“I am willing to take a look at the case and see if there is anything we can do,” Butler County Sheriff Richard Jones told the Journal-News Friday.
“I have instructed my staff to make contact with Fairfield (police) today, and we will come down to take a look at the case,” he said.
Markham choked up several times, making his plea directly to the sheriff: “Father to father, I am begging you.”
Green said there is a new piece of evidence he had to fight to be processed for DNA that could break the case wide open. But he declined to comment further, just noting the evidence was more available for testing four years ago, but Fairfield police did not do so.
“There could be an arrest if (the DNA test) comes back favorably,” Green said. He added he had to “track down and purchase” the evidence that he learned about while interviewing one the last two people to see Katelyn alive.
Markham said it is going into the fifth year since his daughter was last seen alive, and he still has no answers.
“At his point, I am devastated by the missed opportunities,” Markham said, adding his daughter’s case is solvable with more aggressive investigators, such as those in the sheriff’s office.
The Butler County Sheriff’s Office was asked by the family of another Fairfield homicide victim whose death is unsolved to take over the case from Fairfield police. The sheriff’s office investigated the murder of Chelsea Johnson for a year and did not get an indictment against the suspect.
Green said that case “was jacked up when it went to the sheriff’s office.”
He said, “draw your own conclusions,” when asked who botched the investigation.

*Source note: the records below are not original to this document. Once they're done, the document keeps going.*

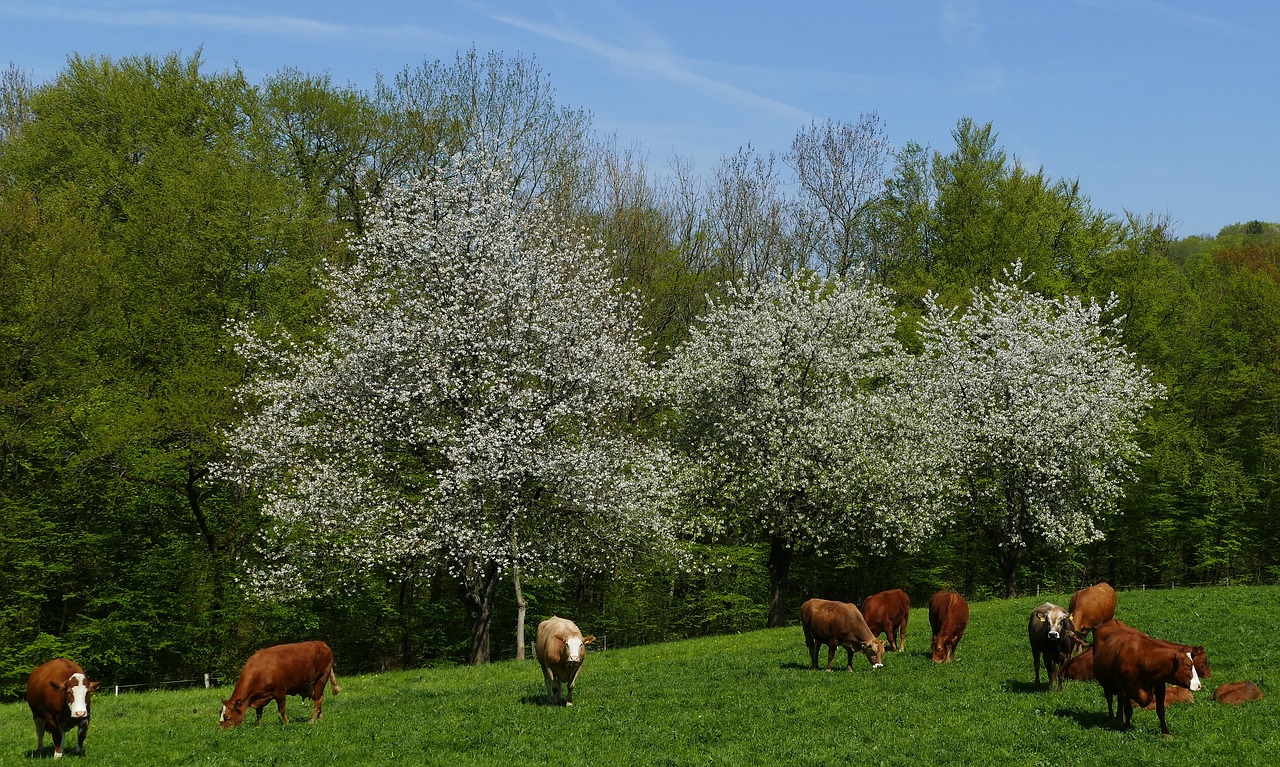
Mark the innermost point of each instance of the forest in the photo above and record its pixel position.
(155, 215)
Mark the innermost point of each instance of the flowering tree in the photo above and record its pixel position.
(1040, 405)
(464, 403)
(787, 406)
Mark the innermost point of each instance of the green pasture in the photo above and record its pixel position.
(741, 699)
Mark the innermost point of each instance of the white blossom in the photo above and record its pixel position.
(465, 398)
(1040, 405)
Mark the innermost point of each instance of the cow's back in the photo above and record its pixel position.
(41, 697)
(1092, 606)
(885, 608)
(551, 637)
(296, 669)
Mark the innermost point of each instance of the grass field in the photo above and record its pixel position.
(743, 699)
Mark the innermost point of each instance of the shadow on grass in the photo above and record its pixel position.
(1088, 720)
(1027, 688)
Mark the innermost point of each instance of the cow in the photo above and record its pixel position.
(1092, 606)
(1200, 656)
(298, 669)
(886, 613)
(1136, 667)
(58, 693)
(1237, 693)
(839, 624)
(949, 617)
(1078, 667)
(1052, 638)
(560, 649)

Katelyn Markham, a 21-year-old art student, disappeared from her Fairfield apartment on Aug. 13, 2011. Her skeletal remains were found at a dump site in a wooded area in rural Indiana in 2013. A coroner ruled her death a homicide, but the cause of death remains unknown.
Police never publicly identified a suspect. Katelyn Markham was last seen alive by her fiance, John Carter, who reported her missing.

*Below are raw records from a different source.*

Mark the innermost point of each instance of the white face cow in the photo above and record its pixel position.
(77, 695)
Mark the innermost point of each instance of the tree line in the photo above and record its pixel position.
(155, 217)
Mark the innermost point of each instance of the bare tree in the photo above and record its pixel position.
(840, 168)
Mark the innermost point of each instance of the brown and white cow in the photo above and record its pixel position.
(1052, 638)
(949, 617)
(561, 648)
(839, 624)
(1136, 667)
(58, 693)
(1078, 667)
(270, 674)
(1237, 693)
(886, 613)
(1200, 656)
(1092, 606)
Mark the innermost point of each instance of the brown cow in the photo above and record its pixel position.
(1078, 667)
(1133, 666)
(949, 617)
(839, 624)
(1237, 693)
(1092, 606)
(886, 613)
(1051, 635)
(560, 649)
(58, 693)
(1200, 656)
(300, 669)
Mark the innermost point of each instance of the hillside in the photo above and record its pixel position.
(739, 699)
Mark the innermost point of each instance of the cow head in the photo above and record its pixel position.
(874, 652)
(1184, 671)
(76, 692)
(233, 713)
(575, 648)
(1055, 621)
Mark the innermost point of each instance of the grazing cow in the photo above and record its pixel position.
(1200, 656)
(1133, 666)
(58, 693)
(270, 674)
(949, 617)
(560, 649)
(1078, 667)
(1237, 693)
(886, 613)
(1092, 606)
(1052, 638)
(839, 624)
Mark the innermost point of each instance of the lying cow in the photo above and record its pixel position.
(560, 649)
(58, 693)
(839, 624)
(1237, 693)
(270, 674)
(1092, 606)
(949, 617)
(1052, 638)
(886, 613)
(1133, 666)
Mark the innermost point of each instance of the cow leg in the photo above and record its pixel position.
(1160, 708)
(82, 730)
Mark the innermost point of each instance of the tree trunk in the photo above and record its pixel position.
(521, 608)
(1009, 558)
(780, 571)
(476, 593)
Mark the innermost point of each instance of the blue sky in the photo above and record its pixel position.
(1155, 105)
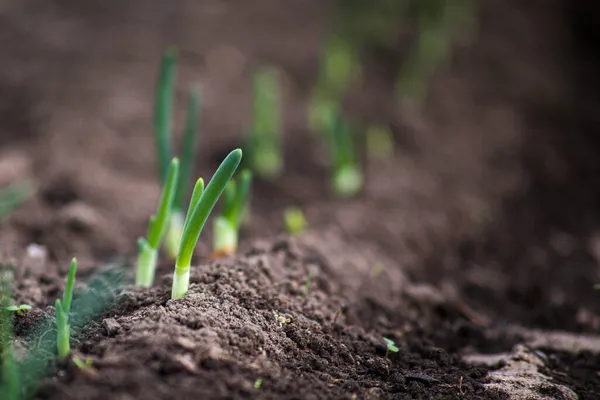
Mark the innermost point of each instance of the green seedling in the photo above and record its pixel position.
(163, 111)
(391, 347)
(380, 142)
(20, 309)
(63, 308)
(146, 262)
(11, 381)
(306, 285)
(347, 175)
(439, 22)
(200, 207)
(13, 196)
(227, 223)
(265, 135)
(79, 363)
(294, 221)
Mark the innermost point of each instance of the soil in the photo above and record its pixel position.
(475, 248)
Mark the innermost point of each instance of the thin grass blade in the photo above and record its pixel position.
(188, 147)
(68, 293)
(164, 209)
(163, 110)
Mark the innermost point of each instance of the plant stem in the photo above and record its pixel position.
(225, 236)
(163, 108)
(174, 232)
(146, 266)
(196, 218)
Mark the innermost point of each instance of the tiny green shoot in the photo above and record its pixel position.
(163, 125)
(175, 229)
(79, 363)
(147, 258)
(265, 134)
(63, 309)
(19, 310)
(306, 285)
(13, 196)
(339, 68)
(200, 207)
(380, 142)
(11, 381)
(227, 223)
(391, 347)
(294, 221)
(347, 175)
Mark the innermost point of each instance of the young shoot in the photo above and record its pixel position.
(200, 207)
(306, 285)
(265, 135)
(10, 389)
(13, 196)
(147, 257)
(163, 125)
(294, 221)
(175, 229)
(347, 175)
(391, 347)
(227, 223)
(339, 69)
(19, 310)
(63, 309)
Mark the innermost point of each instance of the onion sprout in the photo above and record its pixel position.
(200, 207)
(62, 313)
(146, 263)
(227, 224)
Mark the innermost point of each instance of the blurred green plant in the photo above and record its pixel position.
(265, 133)
(10, 388)
(201, 204)
(294, 221)
(390, 347)
(227, 224)
(359, 25)
(13, 196)
(159, 223)
(163, 126)
(19, 310)
(21, 377)
(347, 179)
(380, 142)
(63, 309)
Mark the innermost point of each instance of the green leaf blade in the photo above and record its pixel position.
(163, 110)
(158, 228)
(204, 206)
(68, 293)
(189, 145)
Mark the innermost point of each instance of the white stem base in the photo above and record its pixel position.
(146, 267)
(181, 283)
(174, 233)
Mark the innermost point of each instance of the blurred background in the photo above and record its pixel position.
(490, 107)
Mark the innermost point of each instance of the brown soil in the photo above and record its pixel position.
(485, 222)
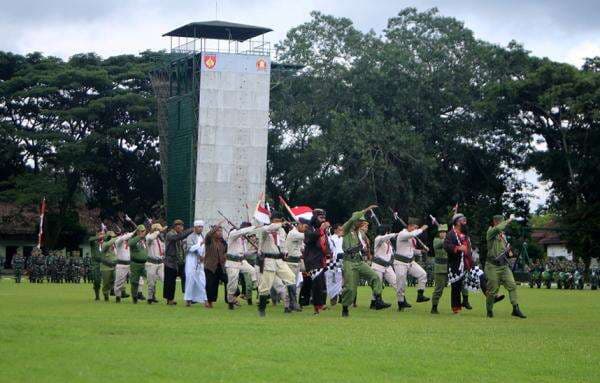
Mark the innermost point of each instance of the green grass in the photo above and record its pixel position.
(58, 333)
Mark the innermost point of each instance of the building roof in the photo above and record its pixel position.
(217, 29)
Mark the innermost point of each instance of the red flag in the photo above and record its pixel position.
(298, 211)
(42, 212)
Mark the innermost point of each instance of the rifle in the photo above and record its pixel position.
(397, 218)
(236, 228)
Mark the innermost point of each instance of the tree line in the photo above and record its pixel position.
(416, 118)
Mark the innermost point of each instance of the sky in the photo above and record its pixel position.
(565, 31)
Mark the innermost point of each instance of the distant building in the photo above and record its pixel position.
(19, 230)
(551, 241)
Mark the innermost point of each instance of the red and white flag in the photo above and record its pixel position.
(298, 211)
(42, 212)
(262, 214)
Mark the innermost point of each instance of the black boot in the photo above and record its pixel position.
(403, 305)
(517, 312)
(421, 297)
(380, 304)
(262, 305)
(466, 303)
(345, 312)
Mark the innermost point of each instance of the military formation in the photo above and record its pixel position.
(296, 264)
(563, 274)
(51, 268)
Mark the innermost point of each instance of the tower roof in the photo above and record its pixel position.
(220, 30)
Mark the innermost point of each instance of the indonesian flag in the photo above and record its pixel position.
(298, 211)
(262, 214)
(42, 212)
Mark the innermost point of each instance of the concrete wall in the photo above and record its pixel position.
(232, 134)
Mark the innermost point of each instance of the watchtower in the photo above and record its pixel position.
(213, 104)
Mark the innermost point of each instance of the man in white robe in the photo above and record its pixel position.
(195, 286)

When she vanished, she left her purse, keys and dog at her Fairfield apartment. Police and volunteers looked for years to find her.
In the past, Dave Markham and Green have called for Fairfield to assign new detectives to the case, which was declined by Police Chief Mike Dickey. However, more than one officer from that department is continuing to investigate, he told the Journal-News.

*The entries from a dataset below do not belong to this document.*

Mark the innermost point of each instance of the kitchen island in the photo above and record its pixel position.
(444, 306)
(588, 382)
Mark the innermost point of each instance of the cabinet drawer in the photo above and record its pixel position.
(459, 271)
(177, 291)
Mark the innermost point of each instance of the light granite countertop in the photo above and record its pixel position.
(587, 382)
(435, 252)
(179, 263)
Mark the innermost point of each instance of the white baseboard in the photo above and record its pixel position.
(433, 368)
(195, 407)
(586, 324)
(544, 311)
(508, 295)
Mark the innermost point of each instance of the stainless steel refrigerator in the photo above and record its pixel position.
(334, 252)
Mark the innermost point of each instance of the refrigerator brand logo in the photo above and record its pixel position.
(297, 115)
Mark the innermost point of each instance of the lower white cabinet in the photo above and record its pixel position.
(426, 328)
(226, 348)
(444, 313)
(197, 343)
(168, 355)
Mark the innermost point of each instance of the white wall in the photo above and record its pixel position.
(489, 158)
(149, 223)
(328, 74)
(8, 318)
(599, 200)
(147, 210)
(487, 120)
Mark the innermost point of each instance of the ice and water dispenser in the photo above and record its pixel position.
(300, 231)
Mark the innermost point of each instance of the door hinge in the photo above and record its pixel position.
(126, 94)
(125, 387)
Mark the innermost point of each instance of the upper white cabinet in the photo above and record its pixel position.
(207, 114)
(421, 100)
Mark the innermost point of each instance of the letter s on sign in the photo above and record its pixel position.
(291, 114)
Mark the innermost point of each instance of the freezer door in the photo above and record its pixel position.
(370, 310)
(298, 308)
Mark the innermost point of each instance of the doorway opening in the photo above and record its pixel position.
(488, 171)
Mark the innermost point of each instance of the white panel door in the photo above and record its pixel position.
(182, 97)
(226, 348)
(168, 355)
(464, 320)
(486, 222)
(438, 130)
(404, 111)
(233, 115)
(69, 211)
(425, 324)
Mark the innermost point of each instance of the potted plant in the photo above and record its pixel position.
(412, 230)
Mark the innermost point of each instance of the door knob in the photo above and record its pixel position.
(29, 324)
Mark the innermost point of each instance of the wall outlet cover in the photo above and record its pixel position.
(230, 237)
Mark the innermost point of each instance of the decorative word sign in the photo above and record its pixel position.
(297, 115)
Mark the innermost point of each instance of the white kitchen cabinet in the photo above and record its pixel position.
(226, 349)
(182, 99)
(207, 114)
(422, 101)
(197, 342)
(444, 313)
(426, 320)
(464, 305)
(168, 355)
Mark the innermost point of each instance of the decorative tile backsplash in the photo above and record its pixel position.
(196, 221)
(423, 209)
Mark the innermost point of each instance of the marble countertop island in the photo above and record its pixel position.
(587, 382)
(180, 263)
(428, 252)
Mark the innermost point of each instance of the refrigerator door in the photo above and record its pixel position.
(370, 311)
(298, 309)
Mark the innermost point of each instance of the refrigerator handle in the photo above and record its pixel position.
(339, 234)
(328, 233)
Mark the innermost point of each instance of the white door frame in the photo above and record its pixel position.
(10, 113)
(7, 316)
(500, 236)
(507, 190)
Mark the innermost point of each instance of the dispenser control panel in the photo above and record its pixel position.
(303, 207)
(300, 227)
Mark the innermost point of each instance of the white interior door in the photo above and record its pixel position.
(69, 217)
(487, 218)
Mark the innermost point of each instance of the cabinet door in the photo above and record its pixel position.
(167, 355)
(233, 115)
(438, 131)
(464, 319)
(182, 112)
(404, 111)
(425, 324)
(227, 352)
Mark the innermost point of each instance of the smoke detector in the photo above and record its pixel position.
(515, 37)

On Friday afternoon, Dickey said the department is willing to work with other agencies.
“We are open to other law enforcement agencies reviewing the investigation. We have spoken with the Butler County Sheriff’s Office and BCI. We will try to arrange a meeting with them in the near future,” Dickey said.
In addition to Fairfield, Indiana State Police and Green, Frank Smith, a local private investigator and retired Butler County Sheriff’s Office investigator, are all involved in the investigation.
The case gained national media attention as days turned into months with no news on Katelyn Markham’s whereabouts.
No decisive evidence has turned up even though a reward for information leading to the arrest and conviction of her killer has increased to $100,000.
Dave Markham said he has always believed someone killed his daughter by accident or in the heat of the moment, and that there was a cover up.
Last year, Green said he had interviewed two people, one of which failed a polygraph test, and they have information about what happened to Katelyn. But Fairfield detectives failed to act in a timely manner to interrogate the individuals themselves, Green said, and may have missed an opportunity to advance the case.
Green said Friday, he is still investigating three theories about Katelyn’s death: it was a homicide, an accident or a drug overdose.
Smith told the Journal-News on Thursday that he too is still actively investigating.
Over the years, many rumors and theories, some fueled by social media, have surfaced as to what happened to Katelyn. One theory is that she died of a drug overdose, and those with her panicked, taking her body to Indiana and dumping it on a rural road in Franklin County.
Indiana State Police Detective Vance Patton has said that 95 percent of Katelyn’s body was recovered, but there is no indication of how she died. There was also no sign of a struggle at her condo.
“We are 99 percent sure she died or was killed in Ohio,” Patton said, adding a drug overdose does fit with some of the circumstances known about the case. “But there are other theories too.”